The Part Where I Got Lost
Sometime around 7 PM, I turned down a lane I hadn't seen before. Then another. Then a third. My Google Maps showed me as a blue dot in the middle of a beige block with no streets marked.
Al-Balad's interior lanes don't have names that Google recognizes. The buildings — some four and five stories tall, their mashrabiya balconies nearly touching overhead — blocked enough sky that I couldn't orient by the sunset. The air smelled like oud smoke and cardamom.
I wasn't scared. Jeddah is extremely safe — one of the lowest crime rates in the world for a major city. But I was disoriented in a way I haven't been since before smartphones. It was oddly enjoyable.
A kid on a bicycle eventually appeared and, in a mix of Arabic and English, led me back to the main street. He refused the 10 SAR I offered. "Welcome to Jeddah," he said, and pedaled away.
The Corniche at Night
I walked the Corniche after dinner, which is when the King Fahd Fountain fires up. It's the world's tallest water jet — 312 meters — and at night it's illuminated and visible from across the city. The engineering of shooting water over 1,000 feet into the air is absurd and impressive and beautiful.
Families were picnicking on the grass. A group of guys were playing football on the path. The Red Sea was flat and dark. For a city of 4.7 million people, the waterfront felt strangely peaceful.
The Floating Mosque at Sunrise
I set an alarm for 5:15 AM. Al Rahma Mosque — the "floating" mosque — is built over the Red Sea on stilts, and during high tide it genuinely appears to hover above the water. At sunrise, the white walls catch pink and gold light that I'm still thinking about weeks later.

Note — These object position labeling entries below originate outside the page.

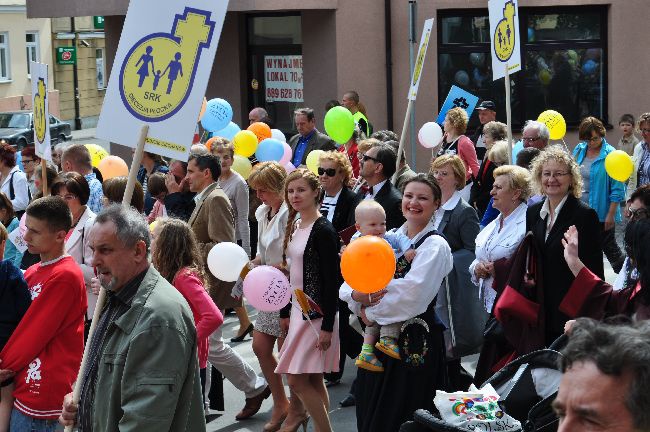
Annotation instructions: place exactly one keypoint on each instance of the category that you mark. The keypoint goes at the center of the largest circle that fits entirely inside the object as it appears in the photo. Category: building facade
(580, 57)
(22, 40)
(82, 39)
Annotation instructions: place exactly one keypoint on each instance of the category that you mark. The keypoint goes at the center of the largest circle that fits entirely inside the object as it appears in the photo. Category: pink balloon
(21, 224)
(289, 167)
(286, 157)
(267, 289)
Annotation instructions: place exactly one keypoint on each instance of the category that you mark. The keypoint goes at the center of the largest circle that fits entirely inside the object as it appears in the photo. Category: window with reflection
(564, 63)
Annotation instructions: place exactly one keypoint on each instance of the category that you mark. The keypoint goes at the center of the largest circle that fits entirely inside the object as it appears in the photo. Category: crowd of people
(497, 253)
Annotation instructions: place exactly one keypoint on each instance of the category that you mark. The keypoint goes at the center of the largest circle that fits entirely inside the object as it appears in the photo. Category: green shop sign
(66, 55)
(98, 22)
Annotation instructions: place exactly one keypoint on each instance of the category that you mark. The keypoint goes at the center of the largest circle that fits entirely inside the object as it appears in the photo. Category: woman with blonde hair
(267, 179)
(556, 176)
(235, 187)
(175, 254)
(497, 241)
(454, 142)
(458, 222)
(311, 347)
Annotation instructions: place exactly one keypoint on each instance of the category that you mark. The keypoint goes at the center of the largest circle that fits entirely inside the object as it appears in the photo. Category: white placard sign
(16, 237)
(40, 109)
(504, 31)
(419, 62)
(283, 78)
(160, 73)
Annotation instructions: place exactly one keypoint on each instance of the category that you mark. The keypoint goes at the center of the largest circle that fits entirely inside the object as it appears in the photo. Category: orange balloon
(113, 166)
(261, 130)
(368, 264)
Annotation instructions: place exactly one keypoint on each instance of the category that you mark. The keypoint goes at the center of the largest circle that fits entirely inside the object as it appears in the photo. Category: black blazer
(344, 210)
(321, 271)
(555, 272)
(391, 200)
(318, 141)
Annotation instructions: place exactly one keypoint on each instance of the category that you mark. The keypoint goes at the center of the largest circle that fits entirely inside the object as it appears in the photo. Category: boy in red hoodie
(45, 350)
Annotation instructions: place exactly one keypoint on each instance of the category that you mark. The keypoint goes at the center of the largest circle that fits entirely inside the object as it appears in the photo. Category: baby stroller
(527, 386)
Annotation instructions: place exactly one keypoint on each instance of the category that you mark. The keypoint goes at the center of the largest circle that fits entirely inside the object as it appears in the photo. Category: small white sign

Non-Muslims can admire the exterior. I stood on the Corniche rocks and watched the light change for about 30 minutes. A fisherman untangling his net nearby didn't seem to think this was unusual behavior.
Hejazi Food Is the Real Reason to Visit
Saudi cuisine varies dramatically by region, and Jeddah's Hejazi food is distinct from anything you'll eat in Riyadh or the east. The influences are Yemeni, Indian, Indonesian, and Egyptian — reflecting centuries of pilgrim traffic.
What I ate:
Saleeg at Al Baik's competitor (a local spot on Tahlia Street, not the chain): a creamy rice porridge topped with roast chicken. 25 SAR ($6.65). Texturally somewhere between risotto and congee. I went back for it twice.
Mandi at Beit Al Mandi: slow-cooked lamb over smoky rice. 45 SAR ($12) for a portion that could feed two. The lamb fell apart with a fork.
Al Baik: Yes, the famous Saudi fried chicken chain. A meal costs 17 SAR ($4.50). Is it the best fried chicken I've ever had? No. Is it better than it has any right to be for that price? Absolutely. The garlic sauce is the secret weapon.
Street food runs 15-40 SAR per meal. Upscale Corniche restaurants are 100-250 SAR per person.
What I Didn't Get To
Red Sea diving. Jeddah's offshore reefs are apparently world-class — pristine hard corals, Napoleon wrasse, barracuda, and occasional whale sharks. Dive operators like Dream Divers and Red Sea Divers run two-tank dives from 350-500 SAR ($93-133). Next time.
The art scene. Athr Gallery on Prince Mohammed bin Abdulaziz Street shows cutting-edge Saudi and Middle Eastern contemporary art. Hayy Jameel is a free creative hub that opened in 2021. Both are open Sunday through Thursday.
If you're exploring more of the Middle East, Dubai offers a completely different experience worth considering.
If you're exploring more of the Middle East, Al Ula offers a completely different experience worth considering.
If you're exploring more of the Middle East, Muscat offers a completely different experience worth considering.
The Takeaway
Jeddah surprised me. The warmth of random strangers. The beauty of Al-Balad after dark. The food — especially the food. The fact that a city this historically significant somehow doesn't have the tourist infrastructure (or the tourist crowds) of comparable cities in the region.
Saudi Arabia is changing fast. Vision 2030 is reshaping the country in real time. Jeddah is already there — it's been cosmopolitan for centuries. The rest of the world is just catching up.